De Amerikaanse paleontoloog en Darwin-kenner Stephan Jay Gould (1941 – 2002) waarschuwde binnen de context van de strijd die er in Amerika gaande is tussen de evolutietheorie en de ‘schep­pingsleer’, voor een vermenging van het biologische debat en het ethische debat. Hij wijst het creationisme af als een onwetenschappelijke methode. Maar hij waarschuwt daarnaast evenzeer voor het afleiden van een maatschappijvisie uit de biologie. Het kritiek­loos overne­men van in de biologie geformuleerde princi­pes – die binnen de biologie vaak nog heel wat genuanceer­der liggen dan de popu­laire inter­pre­tatie daarvan -, zoals het ‘survival of the fittest’ als een metho­de om de maat­schap­pij vorm te geven, leidt tot fascistoïde ideo­logieën. Bijvoor­beeld in het ‘sociaal dar­winisme’. De inrich­ting van een samenleving brengt ethische vraag­stukken met zich mee die op een heel ander terrein liggen; daar moeten vragen rond bijvoorbeeld samenwer­king, menselijke waardigheid en solidariteit beantwoord worden.

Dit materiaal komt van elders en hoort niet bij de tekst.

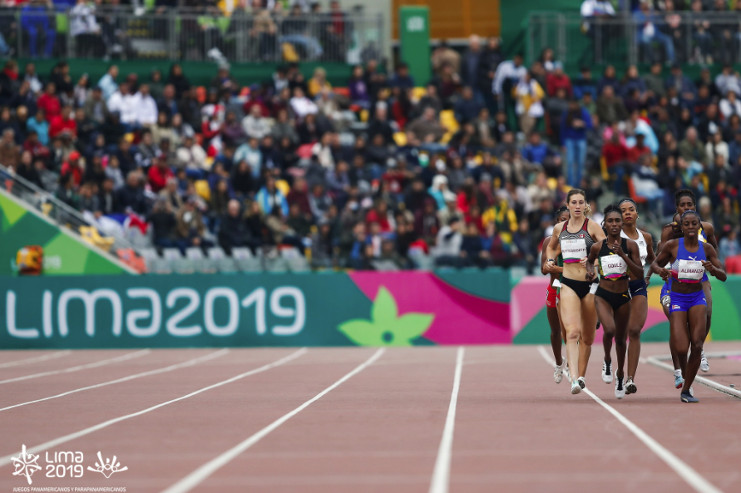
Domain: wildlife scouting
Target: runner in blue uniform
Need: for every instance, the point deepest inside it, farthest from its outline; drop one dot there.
(691, 260)
(685, 200)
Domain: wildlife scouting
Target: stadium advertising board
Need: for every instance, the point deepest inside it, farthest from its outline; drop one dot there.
(362, 308)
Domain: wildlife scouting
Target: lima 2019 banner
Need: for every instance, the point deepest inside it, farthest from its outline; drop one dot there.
(313, 309)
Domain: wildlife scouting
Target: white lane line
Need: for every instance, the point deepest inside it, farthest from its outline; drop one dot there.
(149, 373)
(441, 475)
(700, 379)
(196, 477)
(72, 369)
(690, 476)
(35, 359)
(4, 461)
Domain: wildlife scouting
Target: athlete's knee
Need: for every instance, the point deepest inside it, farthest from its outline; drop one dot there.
(697, 343)
(634, 333)
(572, 335)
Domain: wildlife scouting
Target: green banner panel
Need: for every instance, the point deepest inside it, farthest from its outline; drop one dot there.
(63, 253)
(414, 34)
(361, 308)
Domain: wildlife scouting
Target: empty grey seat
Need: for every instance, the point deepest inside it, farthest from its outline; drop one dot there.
(177, 262)
(221, 261)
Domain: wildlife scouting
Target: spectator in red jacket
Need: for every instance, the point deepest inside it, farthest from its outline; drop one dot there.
(63, 124)
(556, 80)
(616, 157)
(73, 166)
(49, 102)
(158, 174)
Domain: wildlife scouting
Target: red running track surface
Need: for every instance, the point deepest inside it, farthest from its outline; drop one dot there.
(380, 429)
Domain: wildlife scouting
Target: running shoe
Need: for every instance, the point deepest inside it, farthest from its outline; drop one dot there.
(575, 387)
(558, 373)
(619, 389)
(688, 397)
(607, 371)
(630, 386)
(678, 380)
(704, 365)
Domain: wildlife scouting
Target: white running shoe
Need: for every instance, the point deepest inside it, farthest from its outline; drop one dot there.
(575, 387)
(558, 373)
(630, 386)
(678, 380)
(619, 389)
(607, 372)
(704, 365)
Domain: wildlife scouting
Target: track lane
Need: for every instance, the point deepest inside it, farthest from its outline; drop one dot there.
(379, 431)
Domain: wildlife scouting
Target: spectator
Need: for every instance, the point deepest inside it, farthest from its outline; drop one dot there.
(529, 96)
(575, 124)
(159, 173)
(107, 83)
(427, 128)
(190, 228)
(467, 108)
(610, 108)
(36, 22)
(692, 150)
(648, 31)
(448, 243)
(557, 79)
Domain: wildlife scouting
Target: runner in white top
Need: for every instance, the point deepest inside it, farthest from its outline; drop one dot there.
(638, 289)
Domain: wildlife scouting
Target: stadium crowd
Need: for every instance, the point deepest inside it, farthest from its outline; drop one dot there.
(466, 170)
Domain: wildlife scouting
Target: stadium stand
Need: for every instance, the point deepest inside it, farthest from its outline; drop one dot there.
(384, 172)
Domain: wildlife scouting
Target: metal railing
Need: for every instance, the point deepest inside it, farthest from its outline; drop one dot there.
(52, 208)
(681, 37)
(187, 34)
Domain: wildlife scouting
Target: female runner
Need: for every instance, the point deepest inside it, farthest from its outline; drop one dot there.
(578, 315)
(616, 256)
(685, 200)
(690, 260)
(638, 286)
(551, 301)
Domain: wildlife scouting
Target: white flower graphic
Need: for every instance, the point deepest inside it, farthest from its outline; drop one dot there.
(25, 464)
(107, 467)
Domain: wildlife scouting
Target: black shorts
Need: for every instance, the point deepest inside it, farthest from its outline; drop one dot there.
(638, 288)
(581, 288)
(615, 300)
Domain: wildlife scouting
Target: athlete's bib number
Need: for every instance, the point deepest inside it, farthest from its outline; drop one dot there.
(573, 250)
(613, 266)
(690, 271)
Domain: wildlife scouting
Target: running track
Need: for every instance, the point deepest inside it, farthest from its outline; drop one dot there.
(486, 418)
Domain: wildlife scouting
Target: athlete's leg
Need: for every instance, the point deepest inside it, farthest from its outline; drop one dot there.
(638, 314)
(697, 317)
(570, 309)
(588, 323)
(606, 316)
(555, 323)
(679, 338)
(675, 358)
(622, 315)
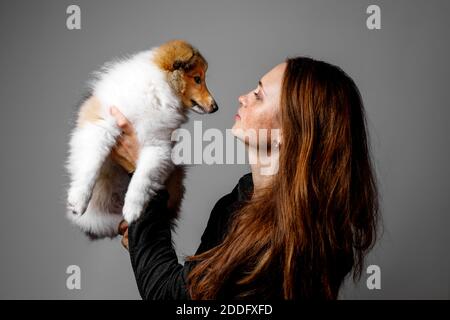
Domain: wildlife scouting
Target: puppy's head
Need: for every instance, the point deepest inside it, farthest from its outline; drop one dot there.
(186, 71)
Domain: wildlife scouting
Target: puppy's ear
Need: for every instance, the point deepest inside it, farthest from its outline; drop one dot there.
(178, 64)
(174, 55)
(176, 81)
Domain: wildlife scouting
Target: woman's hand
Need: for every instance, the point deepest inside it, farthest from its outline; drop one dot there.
(123, 231)
(126, 150)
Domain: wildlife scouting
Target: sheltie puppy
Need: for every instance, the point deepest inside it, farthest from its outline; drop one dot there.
(154, 90)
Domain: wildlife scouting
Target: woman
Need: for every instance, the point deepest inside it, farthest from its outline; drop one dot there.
(294, 234)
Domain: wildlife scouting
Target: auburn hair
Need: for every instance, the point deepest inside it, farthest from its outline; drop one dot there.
(299, 237)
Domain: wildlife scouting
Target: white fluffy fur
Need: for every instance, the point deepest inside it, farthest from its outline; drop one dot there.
(99, 187)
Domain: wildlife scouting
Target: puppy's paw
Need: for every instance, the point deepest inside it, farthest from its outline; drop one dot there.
(77, 201)
(131, 211)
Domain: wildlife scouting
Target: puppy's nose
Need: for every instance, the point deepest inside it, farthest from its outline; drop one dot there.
(214, 107)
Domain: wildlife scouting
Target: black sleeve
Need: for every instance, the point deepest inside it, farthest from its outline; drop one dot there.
(153, 258)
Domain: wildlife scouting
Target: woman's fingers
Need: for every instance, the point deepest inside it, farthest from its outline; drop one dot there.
(125, 241)
(121, 120)
(123, 226)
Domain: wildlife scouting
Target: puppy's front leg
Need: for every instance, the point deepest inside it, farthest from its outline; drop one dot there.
(153, 167)
(90, 145)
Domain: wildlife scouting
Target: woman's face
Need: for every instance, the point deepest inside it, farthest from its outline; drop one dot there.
(259, 109)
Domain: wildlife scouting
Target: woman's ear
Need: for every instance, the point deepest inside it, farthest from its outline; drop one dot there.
(176, 81)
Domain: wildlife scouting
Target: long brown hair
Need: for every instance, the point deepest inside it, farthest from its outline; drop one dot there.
(301, 236)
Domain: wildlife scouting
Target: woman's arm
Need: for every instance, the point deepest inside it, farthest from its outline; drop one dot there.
(153, 258)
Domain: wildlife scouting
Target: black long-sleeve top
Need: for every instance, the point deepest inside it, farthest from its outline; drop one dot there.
(158, 273)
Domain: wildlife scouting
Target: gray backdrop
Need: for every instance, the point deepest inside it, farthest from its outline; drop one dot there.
(402, 71)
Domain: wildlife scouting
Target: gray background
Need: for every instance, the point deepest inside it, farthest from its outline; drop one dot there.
(401, 70)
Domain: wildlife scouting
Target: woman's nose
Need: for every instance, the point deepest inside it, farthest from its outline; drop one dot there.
(241, 100)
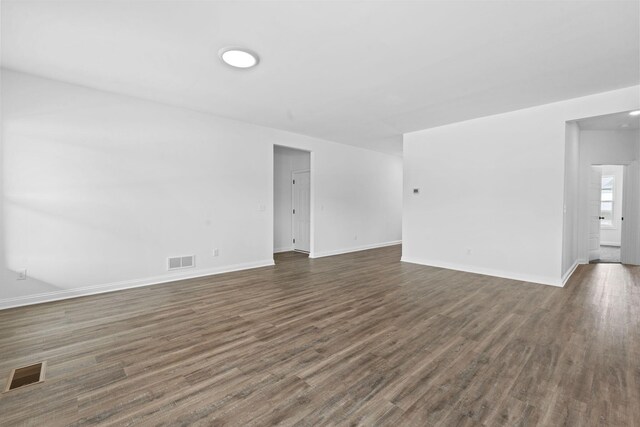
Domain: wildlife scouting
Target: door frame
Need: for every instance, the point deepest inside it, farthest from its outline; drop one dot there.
(293, 227)
(627, 240)
(312, 181)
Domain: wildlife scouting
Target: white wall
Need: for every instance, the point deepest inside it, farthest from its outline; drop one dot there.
(601, 147)
(285, 161)
(99, 189)
(570, 208)
(611, 236)
(494, 186)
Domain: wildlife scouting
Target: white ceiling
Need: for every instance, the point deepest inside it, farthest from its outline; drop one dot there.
(617, 121)
(360, 73)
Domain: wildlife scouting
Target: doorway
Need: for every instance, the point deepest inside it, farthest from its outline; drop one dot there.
(301, 212)
(602, 191)
(292, 200)
(606, 213)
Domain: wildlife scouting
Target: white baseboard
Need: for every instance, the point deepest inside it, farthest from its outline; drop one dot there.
(550, 281)
(127, 284)
(617, 244)
(567, 275)
(354, 249)
(279, 250)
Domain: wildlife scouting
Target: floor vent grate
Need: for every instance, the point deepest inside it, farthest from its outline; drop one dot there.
(26, 375)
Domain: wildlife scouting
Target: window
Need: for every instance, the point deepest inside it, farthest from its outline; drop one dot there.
(606, 204)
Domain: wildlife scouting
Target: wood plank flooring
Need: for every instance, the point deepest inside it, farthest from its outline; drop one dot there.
(355, 339)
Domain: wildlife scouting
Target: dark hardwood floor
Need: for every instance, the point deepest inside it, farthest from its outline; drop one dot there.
(352, 339)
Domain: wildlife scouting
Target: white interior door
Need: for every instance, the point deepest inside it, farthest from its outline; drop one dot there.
(301, 211)
(595, 194)
(630, 244)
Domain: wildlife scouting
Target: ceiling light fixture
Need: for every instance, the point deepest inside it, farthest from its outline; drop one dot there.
(238, 57)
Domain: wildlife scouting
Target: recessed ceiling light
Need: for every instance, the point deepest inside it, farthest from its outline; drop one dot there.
(238, 57)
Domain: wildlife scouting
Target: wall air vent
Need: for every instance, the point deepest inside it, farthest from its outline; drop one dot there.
(175, 263)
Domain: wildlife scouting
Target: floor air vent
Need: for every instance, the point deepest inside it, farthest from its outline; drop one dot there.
(181, 262)
(26, 375)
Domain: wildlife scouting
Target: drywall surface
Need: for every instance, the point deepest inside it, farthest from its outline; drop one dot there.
(285, 162)
(491, 194)
(612, 235)
(570, 208)
(99, 189)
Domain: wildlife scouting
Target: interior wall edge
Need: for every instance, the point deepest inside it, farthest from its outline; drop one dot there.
(354, 249)
(550, 281)
(21, 301)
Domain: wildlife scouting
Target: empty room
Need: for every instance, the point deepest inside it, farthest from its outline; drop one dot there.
(319, 213)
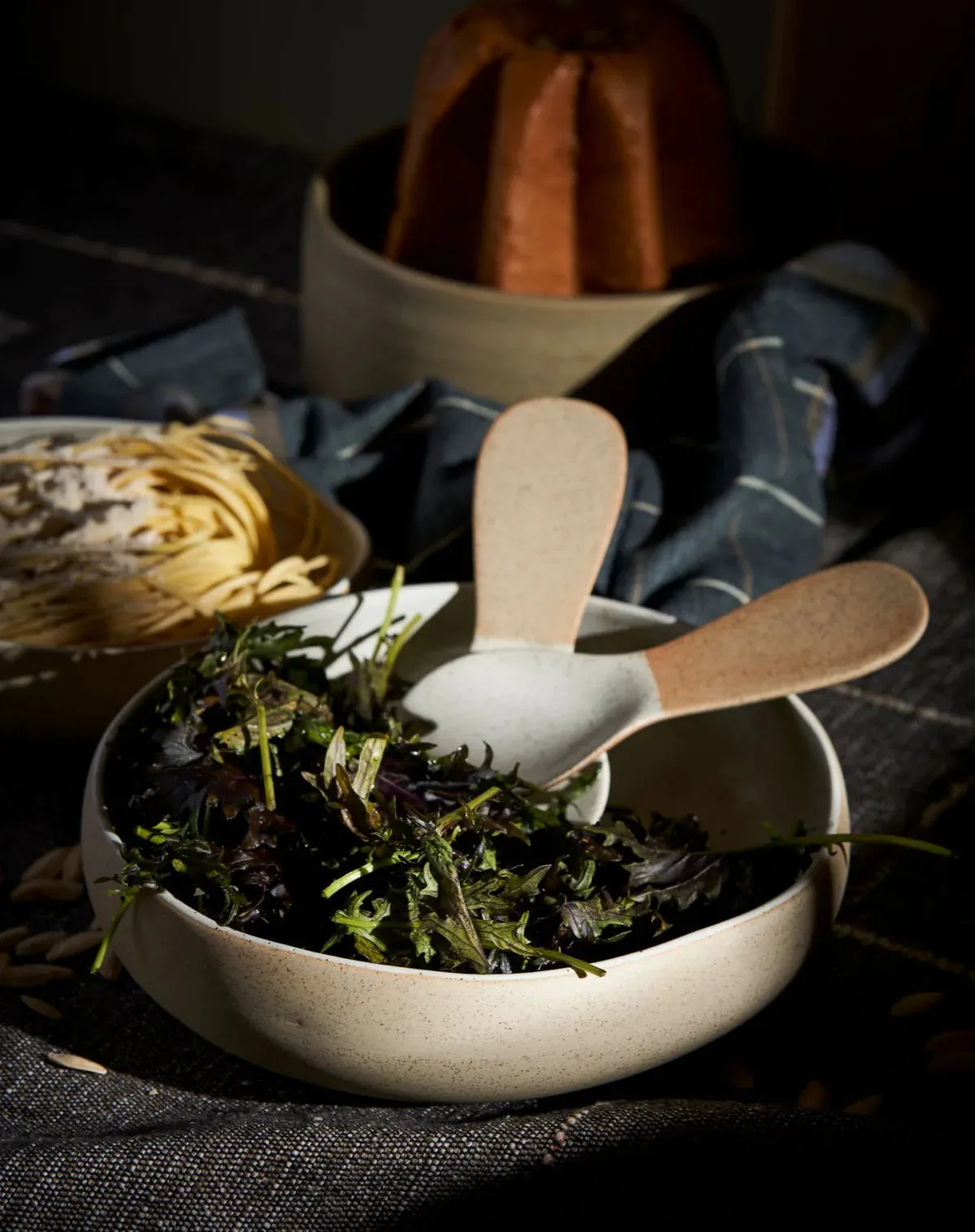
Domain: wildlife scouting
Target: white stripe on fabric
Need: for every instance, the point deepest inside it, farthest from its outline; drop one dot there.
(122, 372)
(784, 498)
(176, 267)
(459, 403)
(717, 584)
(819, 392)
(750, 344)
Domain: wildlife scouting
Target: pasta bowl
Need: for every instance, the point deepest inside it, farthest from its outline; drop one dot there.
(423, 1035)
(71, 692)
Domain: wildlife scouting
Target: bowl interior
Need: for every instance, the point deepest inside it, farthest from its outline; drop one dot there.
(739, 770)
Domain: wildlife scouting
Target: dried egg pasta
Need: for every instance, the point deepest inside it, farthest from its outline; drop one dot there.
(132, 537)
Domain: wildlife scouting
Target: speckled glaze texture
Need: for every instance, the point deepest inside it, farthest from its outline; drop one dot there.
(432, 1036)
(66, 694)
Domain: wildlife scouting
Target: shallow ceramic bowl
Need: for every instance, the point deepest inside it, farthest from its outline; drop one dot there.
(73, 694)
(418, 1035)
(370, 325)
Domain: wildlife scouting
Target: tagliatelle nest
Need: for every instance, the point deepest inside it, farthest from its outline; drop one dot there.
(132, 537)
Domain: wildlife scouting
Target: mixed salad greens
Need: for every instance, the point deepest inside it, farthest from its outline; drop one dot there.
(297, 807)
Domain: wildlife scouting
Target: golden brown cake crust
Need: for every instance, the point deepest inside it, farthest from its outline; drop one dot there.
(559, 147)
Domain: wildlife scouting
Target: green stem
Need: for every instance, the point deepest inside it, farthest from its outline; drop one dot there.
(829, 840)
(355, 874)
(470, 806)
(265, 757)
(578, 965)
(128, 898)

“Schepping is de dragende grond van de genade”, stelde de belangrijke Zwitserse theoloog Karl Barth, en de Nederlandse theoloog Oepke Noordmans schreef: “De Schepping is een plek licht rondom het Kruis”. Beiden wijzen op het kruis en de opstanding van Jezus waarin alle ‘natuurlijke’ dingen doorbro­ken worden. Dat is nodig, want de vanzelfsprekende gang van zaken in de wereld biedt geen hoop op een rechtvaardiger wereld. Daarvoor is vandaag het dominante verhaal van bijvoorbeeld auto­nome economische wetmatigheden te sterk. De theoloog Theo Witvliet schrijft: “Wat hier (in de Bijbel) verteld wordt en wat volgens de evangelis­ten te maken heeft met opstanding, bevrijding, kan ik op geen enkele manier rijmen met een beeld van God dat ook maar enigermate in het verlengde ligt van wat wij als de vanzelfsprekende, natuurlijke loop der dingen ervaren. Het is een volstrekt tegenna­tuurlijk verhaal.”

Het geloof in de schepping als de door God geschapen mogelijkheid om oprecht (‘Adam waar ben je?’) en dienend (‘ben ik mijn broeders hoeder?’) te leven, heeft in eerste instantie betrekking op de verant­woor­­de­lijk­heid van mensen ten opzichte van elkaar. Zo komt heel het menselijk handelen onder kritiek te staan. Wanneer het ver­antwoor­de­lijke handelen dan centraal staat ontkomen we ook niet aan onze verantwoor­delijkheid ten opzichte van natuur en milieu. Zoals in de geschiedenis eerst de economie een afgeleide werd van de natuur, zo wordt nu de natuur een afgeleide van de economie. De ‘natuur’-­wetmatig­heden van de economie hebben de natuur zelf tot prooi gemaakt. Het is zelfs de vraag of we nog wel kunnen spreken van ‘natuur’, wanneer alles wat er groeit en bloeit, mondiaal gezien (denk aan de regenwouden) hooguit geto­lereerd wordt zolang er een rendabiliteits-plaatje bij past. De opwarming van het klimaat, de verwoesting van ecolo­gische structu­ren, de vernietiging van het milieu, en het grote uitsterven van soorten zijn in onze dagen van een onge­ken­de orde. Natuur en milieu zijn het lijdend voorwerp van menselijk handelen gewor­den, en in die zin herinneren ze ons aan de lijdende gestalte van Jezus. De inzet van de kerken om in onze natuurlijke omgeving te redden wat er te redden valt, zet dan ook in bij het ethisch handelen; dat zou in Gods Naam in elk geval het criterium moeten zijn.